Monday, August 6, 2012

Give a critical appreciation and brief summary of Browning's "My Last Duchess."

"My Last Duchess" by Robert Browning has only slight design.  The lines follow each other without formal grouping; the only breaks are dictated by units of meaning, much in the manner of paragraphs in prose.  However, there is some pattern as "My Last Duchess" adds regularity of rhyme, for it is written in rhyming pentameter couplets.  These couplets suggest the next step that the duke takes as he descends the stairs in his opulent home.


As he descends the stairs continuing his monologue, the duke directs an emissary to "glance" at the portrait of his late wife.  This emissary is sent by a wealthy man, whose daughter the duke intends to marry.  With aritocratic arrogance, the duke indicates that others have wondered about the "depth and passion of its earnest glance."  No, he tells, the emissary, the look was not inspired by himself, but by the painter, Fra Pandolf--her lover.  For, his wife had



A heart--how shall I say!--too soon made glad,/Too easily impressed; she liked whate'er/She looked on, and her looks went everywhere.....She thanked men--good! but thanked/Somehow--I know not how--as if she ranked/My gift of a nine-hundred-years-old name/With anybody's gift. 
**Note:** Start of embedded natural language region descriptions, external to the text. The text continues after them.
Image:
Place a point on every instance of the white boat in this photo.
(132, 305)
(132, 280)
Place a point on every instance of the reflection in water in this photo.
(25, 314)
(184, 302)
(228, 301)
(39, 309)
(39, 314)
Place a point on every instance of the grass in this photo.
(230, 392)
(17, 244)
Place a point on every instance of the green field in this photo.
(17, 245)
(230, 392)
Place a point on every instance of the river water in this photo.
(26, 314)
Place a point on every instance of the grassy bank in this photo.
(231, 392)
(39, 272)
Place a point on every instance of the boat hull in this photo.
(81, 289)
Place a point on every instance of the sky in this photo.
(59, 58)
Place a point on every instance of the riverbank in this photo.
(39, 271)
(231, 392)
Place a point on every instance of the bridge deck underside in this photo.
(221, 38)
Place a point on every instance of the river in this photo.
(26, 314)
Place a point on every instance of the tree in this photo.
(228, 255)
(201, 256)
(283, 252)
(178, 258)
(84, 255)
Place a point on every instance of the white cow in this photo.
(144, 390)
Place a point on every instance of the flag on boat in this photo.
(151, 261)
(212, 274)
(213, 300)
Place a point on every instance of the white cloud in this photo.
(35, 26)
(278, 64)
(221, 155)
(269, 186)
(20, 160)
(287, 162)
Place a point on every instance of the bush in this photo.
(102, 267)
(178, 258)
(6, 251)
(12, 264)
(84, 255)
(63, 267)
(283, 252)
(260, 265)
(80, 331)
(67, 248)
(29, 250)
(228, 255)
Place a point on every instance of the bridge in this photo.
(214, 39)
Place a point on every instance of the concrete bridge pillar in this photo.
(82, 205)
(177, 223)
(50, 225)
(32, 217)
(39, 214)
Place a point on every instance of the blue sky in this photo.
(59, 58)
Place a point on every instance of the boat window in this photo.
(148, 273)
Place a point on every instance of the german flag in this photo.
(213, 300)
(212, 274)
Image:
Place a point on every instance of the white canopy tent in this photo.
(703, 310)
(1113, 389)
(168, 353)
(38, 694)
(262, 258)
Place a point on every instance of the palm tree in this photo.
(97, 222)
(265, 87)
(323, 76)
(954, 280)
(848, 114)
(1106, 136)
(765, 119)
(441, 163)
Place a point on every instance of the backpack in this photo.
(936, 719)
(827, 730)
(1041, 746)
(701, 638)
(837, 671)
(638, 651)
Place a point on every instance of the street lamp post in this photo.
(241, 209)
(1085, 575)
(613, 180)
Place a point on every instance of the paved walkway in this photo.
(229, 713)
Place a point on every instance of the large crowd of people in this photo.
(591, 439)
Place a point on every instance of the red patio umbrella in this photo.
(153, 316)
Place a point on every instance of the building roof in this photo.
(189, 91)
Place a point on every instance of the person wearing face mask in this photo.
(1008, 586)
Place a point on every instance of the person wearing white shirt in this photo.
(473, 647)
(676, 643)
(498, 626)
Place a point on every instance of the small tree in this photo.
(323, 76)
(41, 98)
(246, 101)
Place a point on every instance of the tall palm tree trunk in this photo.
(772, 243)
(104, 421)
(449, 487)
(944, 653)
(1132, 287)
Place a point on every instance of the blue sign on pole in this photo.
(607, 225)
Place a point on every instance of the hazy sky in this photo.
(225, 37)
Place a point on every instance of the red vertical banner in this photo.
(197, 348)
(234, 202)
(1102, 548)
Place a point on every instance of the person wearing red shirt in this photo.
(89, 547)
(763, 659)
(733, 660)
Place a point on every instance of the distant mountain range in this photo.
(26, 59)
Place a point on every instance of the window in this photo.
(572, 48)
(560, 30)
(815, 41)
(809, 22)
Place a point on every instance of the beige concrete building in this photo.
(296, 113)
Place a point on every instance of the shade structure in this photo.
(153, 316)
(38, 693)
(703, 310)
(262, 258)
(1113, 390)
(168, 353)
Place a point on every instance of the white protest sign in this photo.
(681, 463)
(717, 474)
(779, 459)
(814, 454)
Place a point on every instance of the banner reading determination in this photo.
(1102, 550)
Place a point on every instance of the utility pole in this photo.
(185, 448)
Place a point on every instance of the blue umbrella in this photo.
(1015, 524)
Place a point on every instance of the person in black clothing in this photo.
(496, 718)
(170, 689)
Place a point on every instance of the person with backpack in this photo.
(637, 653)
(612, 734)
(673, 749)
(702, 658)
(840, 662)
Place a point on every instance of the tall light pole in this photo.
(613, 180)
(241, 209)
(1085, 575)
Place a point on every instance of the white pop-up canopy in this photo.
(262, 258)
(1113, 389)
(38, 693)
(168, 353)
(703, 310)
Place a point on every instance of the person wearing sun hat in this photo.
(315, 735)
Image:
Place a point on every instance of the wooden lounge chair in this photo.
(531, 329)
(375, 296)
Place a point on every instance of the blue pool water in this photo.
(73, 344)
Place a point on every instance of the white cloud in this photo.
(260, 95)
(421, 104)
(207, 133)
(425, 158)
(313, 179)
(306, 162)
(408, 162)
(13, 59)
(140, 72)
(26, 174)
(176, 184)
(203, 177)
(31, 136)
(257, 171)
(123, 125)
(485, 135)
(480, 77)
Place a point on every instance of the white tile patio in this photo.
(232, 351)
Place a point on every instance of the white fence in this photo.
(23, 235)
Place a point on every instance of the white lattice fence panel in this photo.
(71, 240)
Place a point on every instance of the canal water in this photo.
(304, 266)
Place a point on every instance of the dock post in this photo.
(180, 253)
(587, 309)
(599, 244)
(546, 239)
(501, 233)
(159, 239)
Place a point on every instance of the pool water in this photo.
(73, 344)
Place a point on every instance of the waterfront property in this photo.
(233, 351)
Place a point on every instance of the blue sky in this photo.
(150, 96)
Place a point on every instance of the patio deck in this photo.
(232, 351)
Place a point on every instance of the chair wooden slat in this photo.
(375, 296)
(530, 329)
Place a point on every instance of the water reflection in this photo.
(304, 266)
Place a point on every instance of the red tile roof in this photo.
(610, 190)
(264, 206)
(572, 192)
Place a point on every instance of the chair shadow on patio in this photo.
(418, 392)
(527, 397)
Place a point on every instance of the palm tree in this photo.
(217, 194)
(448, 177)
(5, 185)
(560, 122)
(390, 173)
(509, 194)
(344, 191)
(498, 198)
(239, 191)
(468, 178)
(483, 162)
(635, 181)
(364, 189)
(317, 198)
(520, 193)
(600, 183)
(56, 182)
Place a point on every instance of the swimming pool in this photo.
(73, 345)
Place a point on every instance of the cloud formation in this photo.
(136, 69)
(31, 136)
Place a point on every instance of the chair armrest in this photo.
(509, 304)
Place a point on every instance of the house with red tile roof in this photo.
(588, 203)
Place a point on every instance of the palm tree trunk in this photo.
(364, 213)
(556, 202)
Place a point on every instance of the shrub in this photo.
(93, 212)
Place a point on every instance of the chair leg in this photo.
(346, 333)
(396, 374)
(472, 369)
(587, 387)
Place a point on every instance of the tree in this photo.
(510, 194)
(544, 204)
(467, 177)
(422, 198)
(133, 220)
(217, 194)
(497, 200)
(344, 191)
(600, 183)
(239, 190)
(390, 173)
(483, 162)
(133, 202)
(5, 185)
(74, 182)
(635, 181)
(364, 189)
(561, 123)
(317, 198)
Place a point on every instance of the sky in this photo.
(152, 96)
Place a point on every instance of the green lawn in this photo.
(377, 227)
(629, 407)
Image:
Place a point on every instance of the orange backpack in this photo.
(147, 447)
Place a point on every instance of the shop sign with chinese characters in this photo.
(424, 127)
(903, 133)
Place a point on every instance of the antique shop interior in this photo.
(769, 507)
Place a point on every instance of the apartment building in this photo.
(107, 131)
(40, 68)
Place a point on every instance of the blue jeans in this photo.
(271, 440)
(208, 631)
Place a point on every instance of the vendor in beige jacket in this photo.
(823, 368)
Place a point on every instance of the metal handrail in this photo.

Here the implication by duke is that he did not mind that she bestowed her looks and favors on other men, so much that he was insulted that she "smiled" and displayed such lack of respect for his name and social position.  For this, she was punished:



I gave commands;/Then all smiles stopped together.  There she stands/As if alive.  Will 'please you rise?  We'll meet/The company below, then.



After implying that the last duchess departed the world because she insulted the family name and did not obey "the commands" given by him, the duke does not miss an iamb as he nonchalantly dismisses the portrait and brings the emissary back to the business at hand.


As they finish their descent of the stairs, the duke points to a statue of Neptune taming a sea-horse, a treasure that suggests both the duke's wealth and his cruelty as he, too, "tames" his duchesses.